Thursday, March 11, 2010

Chicago students walkout to protest sports cuts



By John Bachtell
CHICAGO – Hundreds of high school students walked out of classes across the city March 10 to protest elimination of junior varsity sports programs. Chicago Public Schools (CPS) announced last week cuts to all sophomore teams for Spring sports, including softball, baseball and soccer.

CPS is in a severe fiscal crisis and trying to close a $500 million budget deficit that is expected to grow to $1 billion next year. By cutting sophomore sports programs, CPS expects to save approximately $1 million.

Last week CPS CEO Ron Huberman also called on the Chicago Teachers Union to reopen its contract and make big concessions. He demanded either reduced pension contributions, rescinding of a scheduled pay hike or larger class sizes, which would mean 600 teacher layoffs. In essence, teachers are being pitted against their students.

Students from Little Village-Lawndale High School were having none of it. They walked out of classes and stood on all four corners of 31st and S. Kostner near the school, urging drivers to honk in support.

Several of the students angrily criticized the nation’s spending priorities, which they said were shortsighted and harmful to the nation’s youth.

“The government should have enough funding for all schools,” said Itzel, a junior. “It shouldn’t just appear out of nowhere.”

“Please don’t take away what many have achieved. Bring back our funding. You’ve got hundreds of millions for war and can’t spend $1.4 million on sports programs. That’s bad government,” said Carlos Cuevas, a sophomore who participates in football, basketball and baseball.

“They’re wasting a lot of money on wars,” said Jassel Curiel, a freshman swimmer. “Our soldiers are dying. Instead of wasting that money sending soldiers there to die, they could spend it here on sports.”

“Why does the government want to cut these programs when they are wasting $21 million per mile to build a (US-Mexico border) wall. Why do they have to hurt the kids?” asked Leonardo Sanchez. He says his volleyball program is being eliminated.

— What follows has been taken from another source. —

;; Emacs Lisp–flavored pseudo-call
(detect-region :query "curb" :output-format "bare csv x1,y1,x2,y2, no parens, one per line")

Illinois is experiencing a $13 billion deficit and approaching meltdown. In his budget address to the state legislature March 9, Gov. Quinn proposed slashing education spending by $1.3 billion. To prevent the cuts he also called upon the state legislature to pass an increase in the personal income and corporate tax rate from 3% to 4%. The Governor dropped an earlier proposal to shield low income and poor taxpayers with an increase in the earned income tax credit.

The Responsible Budget Coalition, which represents many unions, community organizations, and service agencies across the state maintain the governor’s proposal will not come close to filling the budget gap. In a statement, the Coalition said, "(We) believe the best and fairest way to adequately fund all our essential priorities--not just education but health care, human services, public safety and more--is through comprehensive tax reform like House Bill 174.

"(This) increase falls far short of the comprehensive tax reform that's needed. It is an invitation to put off real solutions yet again,” the statement said.

Others believe HB 174 will not result in a true progressive income tax and in any case will leave the state far short of needed revenues.